While working on a case, the pessimistic explanatory style can appropriately be confined to viewing negative outcomes as probable, unchangeable, and foreseeable. This is the height of issue-spotting, but it must be contained within the work of the case. In all other areas, optimism is possible, even probable. Lawyers can look for the possibilities, bounce back after disappointment, own their positive impact, and not self-flagellate because they see new opportunities on the horizon. Through learned optimism, there are always second chances, and threats are not perceived as imminent or inevitable—thus incivility does not fester or flare up.


When pessimism creates adversity, the result is a belief that the world is against you. The consequence is discourteousness, agitation, irritability, and lashing out. To stop there is to remain ensnared in the trap, experiencing personal distress and professional peril.
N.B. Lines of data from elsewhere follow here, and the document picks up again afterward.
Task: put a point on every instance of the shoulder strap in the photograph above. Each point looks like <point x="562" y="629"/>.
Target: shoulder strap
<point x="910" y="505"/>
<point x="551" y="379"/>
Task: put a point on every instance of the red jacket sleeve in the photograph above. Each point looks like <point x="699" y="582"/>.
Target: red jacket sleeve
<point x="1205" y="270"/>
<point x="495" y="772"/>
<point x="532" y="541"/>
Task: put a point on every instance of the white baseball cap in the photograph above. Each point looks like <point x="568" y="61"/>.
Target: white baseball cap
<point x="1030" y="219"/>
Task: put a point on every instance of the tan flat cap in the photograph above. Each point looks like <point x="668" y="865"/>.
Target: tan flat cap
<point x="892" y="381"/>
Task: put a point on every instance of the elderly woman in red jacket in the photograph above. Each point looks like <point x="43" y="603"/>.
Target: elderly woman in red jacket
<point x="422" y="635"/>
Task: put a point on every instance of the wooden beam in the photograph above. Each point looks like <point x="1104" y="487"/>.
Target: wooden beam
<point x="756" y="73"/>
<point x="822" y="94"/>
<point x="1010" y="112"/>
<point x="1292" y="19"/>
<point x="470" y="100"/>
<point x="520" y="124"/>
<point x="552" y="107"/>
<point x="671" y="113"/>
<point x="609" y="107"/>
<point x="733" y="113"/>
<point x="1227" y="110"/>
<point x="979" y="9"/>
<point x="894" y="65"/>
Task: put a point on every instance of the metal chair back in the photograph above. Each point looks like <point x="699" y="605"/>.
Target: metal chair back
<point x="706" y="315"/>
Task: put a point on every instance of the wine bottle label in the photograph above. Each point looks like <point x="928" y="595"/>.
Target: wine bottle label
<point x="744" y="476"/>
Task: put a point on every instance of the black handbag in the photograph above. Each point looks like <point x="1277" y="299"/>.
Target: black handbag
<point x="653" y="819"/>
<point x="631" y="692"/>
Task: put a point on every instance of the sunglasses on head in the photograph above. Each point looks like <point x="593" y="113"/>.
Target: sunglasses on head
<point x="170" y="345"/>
Instead, disputing hopelessness, embracing changed beliefs through compartmentalization of pessimism professionally, and engaging in learned optimism provide energy, motivation, and inspiration to keep going kindly, effectively, and with sustainable attention to one’s own well-being. Pessimism may be prudence in legal practice, but it must be confined to legal practice so that its consequences don’t become a toxic trap undermining the practice and practitioner of the law.